This autumn we will be organizing a seminar series, where invited researchers and artists will present their work and working methods. The seminar series will circulate around different themes such as ethics and research with artists; arts-based methods and collaborative research methods; researching art, artists, and conflict/war/post conflict; collaborative methods—researchers’ and artists’ perspectives; arts as transformation—in the context of violent conflict and war; and engaged scholarship. The seminars will happen online and take place monthly on Wednesdays, 12-13 CET. Visit the INSPIRE research platform for more information!
Call for Papers: Peace Review: A Journal of Social Justice Special Issue on “Climate Change, Conflict and Peace” Manuscript Deadline: October 15, 2021 “Under the guest editorship of Dr. Volker Boege, Senior Research Fellow at the Toda Peace Institute, and Dr. Ria Shibata, Research Fellow at the National Centre for Peace and Conflict Studies, University of Otago, Peace Review: A Journal of Social Justice invites articles for a special issue on Climate Change, Conflict and Peace. Climate change is one of the critical global challenges of our times with grave social, economic, political, cultural and environmental implications. We welcome submissions for a special issue that explores the multidimensional and far-reaching challenges of climate change that include political, technical, material, emotional, psychological, cultural and spiritual issues that can generate ripe conditions for conflict. This issue seeks to address the linkages between the effects of climate change, conflict, security and peace. Both case-based empirical-analytical and theoretical-conceptual contributions are welcome. While we imagine the bulk of submissions will come from academics, we also encourage civil society actors and policy makers to contribute their insights based on their experiences.”

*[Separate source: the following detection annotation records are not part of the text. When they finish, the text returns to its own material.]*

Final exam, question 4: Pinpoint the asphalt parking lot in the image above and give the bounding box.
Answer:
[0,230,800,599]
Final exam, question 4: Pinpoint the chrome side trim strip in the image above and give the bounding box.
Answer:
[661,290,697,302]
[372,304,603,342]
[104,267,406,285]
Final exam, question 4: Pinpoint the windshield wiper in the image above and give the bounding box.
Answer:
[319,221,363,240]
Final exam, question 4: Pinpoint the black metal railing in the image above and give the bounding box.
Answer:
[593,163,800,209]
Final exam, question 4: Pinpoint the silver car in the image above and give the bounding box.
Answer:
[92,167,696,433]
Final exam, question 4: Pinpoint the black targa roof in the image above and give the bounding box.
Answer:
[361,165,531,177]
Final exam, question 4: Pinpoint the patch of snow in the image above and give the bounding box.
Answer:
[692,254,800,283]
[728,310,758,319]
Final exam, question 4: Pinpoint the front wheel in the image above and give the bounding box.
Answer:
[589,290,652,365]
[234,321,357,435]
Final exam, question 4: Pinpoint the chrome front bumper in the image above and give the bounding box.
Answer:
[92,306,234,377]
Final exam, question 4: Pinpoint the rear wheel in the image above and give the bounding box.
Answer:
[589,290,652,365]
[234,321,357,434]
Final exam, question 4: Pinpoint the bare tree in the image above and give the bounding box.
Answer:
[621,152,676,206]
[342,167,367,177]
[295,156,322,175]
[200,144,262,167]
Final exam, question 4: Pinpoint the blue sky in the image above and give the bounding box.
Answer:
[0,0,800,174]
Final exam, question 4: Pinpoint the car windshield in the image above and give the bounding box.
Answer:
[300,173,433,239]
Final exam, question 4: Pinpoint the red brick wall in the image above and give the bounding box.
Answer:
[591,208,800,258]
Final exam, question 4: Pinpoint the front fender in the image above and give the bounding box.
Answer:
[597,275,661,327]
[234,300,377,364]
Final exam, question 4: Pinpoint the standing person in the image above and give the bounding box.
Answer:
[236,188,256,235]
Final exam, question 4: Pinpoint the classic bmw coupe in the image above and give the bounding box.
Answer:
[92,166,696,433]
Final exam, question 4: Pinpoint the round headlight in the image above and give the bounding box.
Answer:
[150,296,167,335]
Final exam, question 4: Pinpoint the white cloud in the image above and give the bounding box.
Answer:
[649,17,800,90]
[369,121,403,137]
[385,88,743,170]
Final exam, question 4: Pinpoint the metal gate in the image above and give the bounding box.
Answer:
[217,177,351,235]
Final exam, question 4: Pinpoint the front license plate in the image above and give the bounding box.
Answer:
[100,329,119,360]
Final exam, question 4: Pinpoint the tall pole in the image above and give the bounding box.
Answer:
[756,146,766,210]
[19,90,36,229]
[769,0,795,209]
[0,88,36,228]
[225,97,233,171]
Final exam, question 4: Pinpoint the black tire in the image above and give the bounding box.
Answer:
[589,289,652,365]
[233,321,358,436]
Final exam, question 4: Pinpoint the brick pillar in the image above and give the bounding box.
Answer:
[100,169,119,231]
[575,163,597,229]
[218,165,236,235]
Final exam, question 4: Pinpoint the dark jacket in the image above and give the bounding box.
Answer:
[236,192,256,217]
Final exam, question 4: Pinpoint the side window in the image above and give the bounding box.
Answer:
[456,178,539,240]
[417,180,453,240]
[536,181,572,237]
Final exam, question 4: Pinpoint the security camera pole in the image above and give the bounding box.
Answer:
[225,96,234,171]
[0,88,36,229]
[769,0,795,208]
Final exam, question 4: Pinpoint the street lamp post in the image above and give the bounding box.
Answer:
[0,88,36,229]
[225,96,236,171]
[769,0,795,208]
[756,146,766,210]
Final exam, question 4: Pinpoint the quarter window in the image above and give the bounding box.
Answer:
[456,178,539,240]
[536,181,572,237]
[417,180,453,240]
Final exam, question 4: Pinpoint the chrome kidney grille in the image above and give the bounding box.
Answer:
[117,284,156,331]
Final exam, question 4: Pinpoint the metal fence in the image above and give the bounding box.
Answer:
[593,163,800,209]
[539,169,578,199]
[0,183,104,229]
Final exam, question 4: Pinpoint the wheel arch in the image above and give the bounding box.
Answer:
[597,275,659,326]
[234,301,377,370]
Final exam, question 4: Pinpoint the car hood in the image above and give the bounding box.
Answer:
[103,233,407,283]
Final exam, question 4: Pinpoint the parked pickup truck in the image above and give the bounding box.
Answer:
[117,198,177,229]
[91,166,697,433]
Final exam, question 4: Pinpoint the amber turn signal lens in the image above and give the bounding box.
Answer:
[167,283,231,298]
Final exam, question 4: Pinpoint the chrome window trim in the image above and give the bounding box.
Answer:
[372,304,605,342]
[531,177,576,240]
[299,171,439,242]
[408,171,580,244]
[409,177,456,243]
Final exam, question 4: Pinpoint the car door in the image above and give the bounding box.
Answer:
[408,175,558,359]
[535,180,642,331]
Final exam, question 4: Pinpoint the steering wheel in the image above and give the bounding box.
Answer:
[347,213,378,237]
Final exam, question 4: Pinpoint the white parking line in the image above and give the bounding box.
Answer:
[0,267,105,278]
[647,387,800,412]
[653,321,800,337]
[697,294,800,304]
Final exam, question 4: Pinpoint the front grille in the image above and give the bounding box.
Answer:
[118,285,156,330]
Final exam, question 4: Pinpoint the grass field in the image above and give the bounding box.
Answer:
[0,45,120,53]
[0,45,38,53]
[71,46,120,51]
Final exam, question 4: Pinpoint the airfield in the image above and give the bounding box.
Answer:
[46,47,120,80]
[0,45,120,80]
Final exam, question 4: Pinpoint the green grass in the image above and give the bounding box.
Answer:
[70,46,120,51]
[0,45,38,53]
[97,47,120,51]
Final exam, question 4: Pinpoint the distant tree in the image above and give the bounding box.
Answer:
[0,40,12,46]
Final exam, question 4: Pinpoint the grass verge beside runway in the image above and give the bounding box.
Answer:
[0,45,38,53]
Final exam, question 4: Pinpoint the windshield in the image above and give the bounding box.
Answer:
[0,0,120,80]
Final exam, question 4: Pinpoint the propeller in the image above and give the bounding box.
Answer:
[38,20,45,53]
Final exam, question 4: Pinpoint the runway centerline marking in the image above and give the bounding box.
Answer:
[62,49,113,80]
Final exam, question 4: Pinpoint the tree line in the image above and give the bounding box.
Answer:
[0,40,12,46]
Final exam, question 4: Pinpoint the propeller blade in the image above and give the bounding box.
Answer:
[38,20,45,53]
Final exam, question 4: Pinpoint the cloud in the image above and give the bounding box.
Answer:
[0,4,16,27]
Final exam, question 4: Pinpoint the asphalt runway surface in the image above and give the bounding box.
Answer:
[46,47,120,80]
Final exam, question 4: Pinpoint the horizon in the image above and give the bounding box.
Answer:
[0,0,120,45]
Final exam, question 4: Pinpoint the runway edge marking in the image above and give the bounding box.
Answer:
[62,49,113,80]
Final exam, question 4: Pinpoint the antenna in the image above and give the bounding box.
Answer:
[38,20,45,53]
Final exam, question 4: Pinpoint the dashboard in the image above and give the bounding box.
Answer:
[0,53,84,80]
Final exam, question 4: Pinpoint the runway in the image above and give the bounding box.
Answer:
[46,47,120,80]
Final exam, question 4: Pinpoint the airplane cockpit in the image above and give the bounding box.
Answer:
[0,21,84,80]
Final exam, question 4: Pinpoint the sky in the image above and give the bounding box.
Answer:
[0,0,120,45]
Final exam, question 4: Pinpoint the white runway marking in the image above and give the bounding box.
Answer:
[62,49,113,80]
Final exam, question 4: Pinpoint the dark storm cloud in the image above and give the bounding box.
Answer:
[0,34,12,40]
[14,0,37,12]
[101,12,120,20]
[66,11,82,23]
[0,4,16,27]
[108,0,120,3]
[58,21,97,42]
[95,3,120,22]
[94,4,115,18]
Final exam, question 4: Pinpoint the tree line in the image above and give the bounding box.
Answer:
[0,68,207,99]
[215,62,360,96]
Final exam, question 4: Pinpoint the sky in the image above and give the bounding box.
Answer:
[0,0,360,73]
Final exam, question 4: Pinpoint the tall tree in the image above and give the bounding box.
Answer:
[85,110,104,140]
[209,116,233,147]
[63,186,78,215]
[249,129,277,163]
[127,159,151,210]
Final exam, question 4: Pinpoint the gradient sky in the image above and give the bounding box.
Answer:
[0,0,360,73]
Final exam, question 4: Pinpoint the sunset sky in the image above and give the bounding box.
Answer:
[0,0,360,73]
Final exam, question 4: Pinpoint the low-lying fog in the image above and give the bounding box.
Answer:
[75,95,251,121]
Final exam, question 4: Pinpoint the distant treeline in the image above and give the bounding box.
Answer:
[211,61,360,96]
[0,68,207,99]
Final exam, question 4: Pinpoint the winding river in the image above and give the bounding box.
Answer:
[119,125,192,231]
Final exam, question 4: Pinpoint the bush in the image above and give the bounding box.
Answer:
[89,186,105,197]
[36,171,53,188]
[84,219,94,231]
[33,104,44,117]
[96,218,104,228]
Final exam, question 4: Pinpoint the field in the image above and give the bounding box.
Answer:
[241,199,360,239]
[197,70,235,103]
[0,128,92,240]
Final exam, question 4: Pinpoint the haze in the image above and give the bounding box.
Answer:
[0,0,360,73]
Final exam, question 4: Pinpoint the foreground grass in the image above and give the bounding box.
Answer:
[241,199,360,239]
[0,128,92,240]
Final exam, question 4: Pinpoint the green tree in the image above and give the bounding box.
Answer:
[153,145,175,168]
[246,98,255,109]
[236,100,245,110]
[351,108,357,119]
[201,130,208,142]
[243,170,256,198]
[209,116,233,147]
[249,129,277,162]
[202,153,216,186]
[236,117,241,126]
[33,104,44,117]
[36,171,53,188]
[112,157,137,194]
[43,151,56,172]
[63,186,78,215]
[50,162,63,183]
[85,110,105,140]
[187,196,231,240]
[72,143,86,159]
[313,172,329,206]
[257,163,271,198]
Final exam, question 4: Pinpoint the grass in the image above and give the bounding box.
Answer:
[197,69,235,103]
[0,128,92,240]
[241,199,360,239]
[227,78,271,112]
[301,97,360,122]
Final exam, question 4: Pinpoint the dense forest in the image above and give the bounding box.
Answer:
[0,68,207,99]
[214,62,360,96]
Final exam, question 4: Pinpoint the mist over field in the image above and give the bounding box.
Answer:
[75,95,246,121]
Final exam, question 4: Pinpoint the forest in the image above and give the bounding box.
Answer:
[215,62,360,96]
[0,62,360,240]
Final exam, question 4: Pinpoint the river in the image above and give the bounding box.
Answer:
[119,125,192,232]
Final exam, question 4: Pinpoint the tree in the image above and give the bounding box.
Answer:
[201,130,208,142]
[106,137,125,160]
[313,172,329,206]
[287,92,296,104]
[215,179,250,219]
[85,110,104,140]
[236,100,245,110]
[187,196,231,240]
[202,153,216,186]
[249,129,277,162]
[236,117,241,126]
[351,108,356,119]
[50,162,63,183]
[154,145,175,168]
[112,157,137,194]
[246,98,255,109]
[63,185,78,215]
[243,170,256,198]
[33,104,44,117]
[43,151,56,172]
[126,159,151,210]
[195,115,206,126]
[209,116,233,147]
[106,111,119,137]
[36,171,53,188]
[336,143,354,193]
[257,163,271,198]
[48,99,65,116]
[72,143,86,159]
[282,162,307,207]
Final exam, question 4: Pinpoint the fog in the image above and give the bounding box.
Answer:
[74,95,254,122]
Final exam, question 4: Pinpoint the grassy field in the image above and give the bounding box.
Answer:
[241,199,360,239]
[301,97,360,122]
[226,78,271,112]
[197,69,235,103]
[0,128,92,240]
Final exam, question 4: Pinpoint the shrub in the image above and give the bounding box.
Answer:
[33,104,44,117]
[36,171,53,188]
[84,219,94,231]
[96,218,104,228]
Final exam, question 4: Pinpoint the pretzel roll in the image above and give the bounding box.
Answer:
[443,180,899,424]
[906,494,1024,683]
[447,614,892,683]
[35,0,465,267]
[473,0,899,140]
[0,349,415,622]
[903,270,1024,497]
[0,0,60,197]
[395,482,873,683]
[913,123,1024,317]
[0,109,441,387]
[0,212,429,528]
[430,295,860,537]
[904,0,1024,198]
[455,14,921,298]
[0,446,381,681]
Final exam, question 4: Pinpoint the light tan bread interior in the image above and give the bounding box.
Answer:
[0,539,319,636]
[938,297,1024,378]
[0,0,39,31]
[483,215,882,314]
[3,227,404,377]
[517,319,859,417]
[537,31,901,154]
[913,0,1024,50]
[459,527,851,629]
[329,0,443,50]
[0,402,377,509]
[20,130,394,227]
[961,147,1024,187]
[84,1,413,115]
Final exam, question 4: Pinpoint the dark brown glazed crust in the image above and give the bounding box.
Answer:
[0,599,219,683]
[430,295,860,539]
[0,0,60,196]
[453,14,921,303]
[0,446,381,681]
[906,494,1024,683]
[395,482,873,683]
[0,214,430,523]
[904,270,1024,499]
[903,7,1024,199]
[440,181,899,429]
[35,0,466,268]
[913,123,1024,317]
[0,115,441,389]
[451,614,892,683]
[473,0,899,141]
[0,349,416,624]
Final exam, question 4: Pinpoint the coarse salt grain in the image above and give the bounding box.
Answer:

Call for Papers: Research in Drama Education: The Journal of Applied Theatre and Performance Special Issue on “Oral History, Listening and Transitional Justice” Abstract Deadline: October 31, 2021 “Theatre and performance practitioners working with narratives by people impacted by political violence in transitional justice scenarios are faced with a fundamental challenge: how to ethically and aesthetically mediate a social process in which a group of people share their painful experiences and others (a public) listen to them in the context of a performance or a workshop? Listening, in the context of such a creative process, comes centre stage. Listening is a crucial driver of transitional processes, both actual and artistic (Sotelo Castro, 2019 and 2020, Borneman 2002, Aranguren 2017, Jelin 2007). Increasingly, creative teams are using oral history and other interviewing techniques to collaborate with participants and record their narratives as part of a research and creation process. Curated fragments of the recorded stories may later be delivered verbatim by performers or, at times, by the interviewees themselves. Other approaches to performing oral histories include Theatre of the Oppressed and Playback Theatre. Oral history, thus, “does not solely belong to historians or to a particular paradigm” (Field, 2008). We embrace here an interdisciplinary understanding of oral history that positions creative and production teams, performers and audiences alike as listeners and witnesses of performances in which narratives told in the context of an interview are told again (Pollock, 1990) for an audience. At stake in such work are unresolved, often very complex social questions put forward by living people around justice and injustice, abuse of power, human rights violations, truth, needs of redress and healing, shattered trust, but also hope, community and peace-building.” See the full invitation for research papers and other contributions, including digital documentation and audio or photo essays, that address a number of relevant questions, practices and concerns.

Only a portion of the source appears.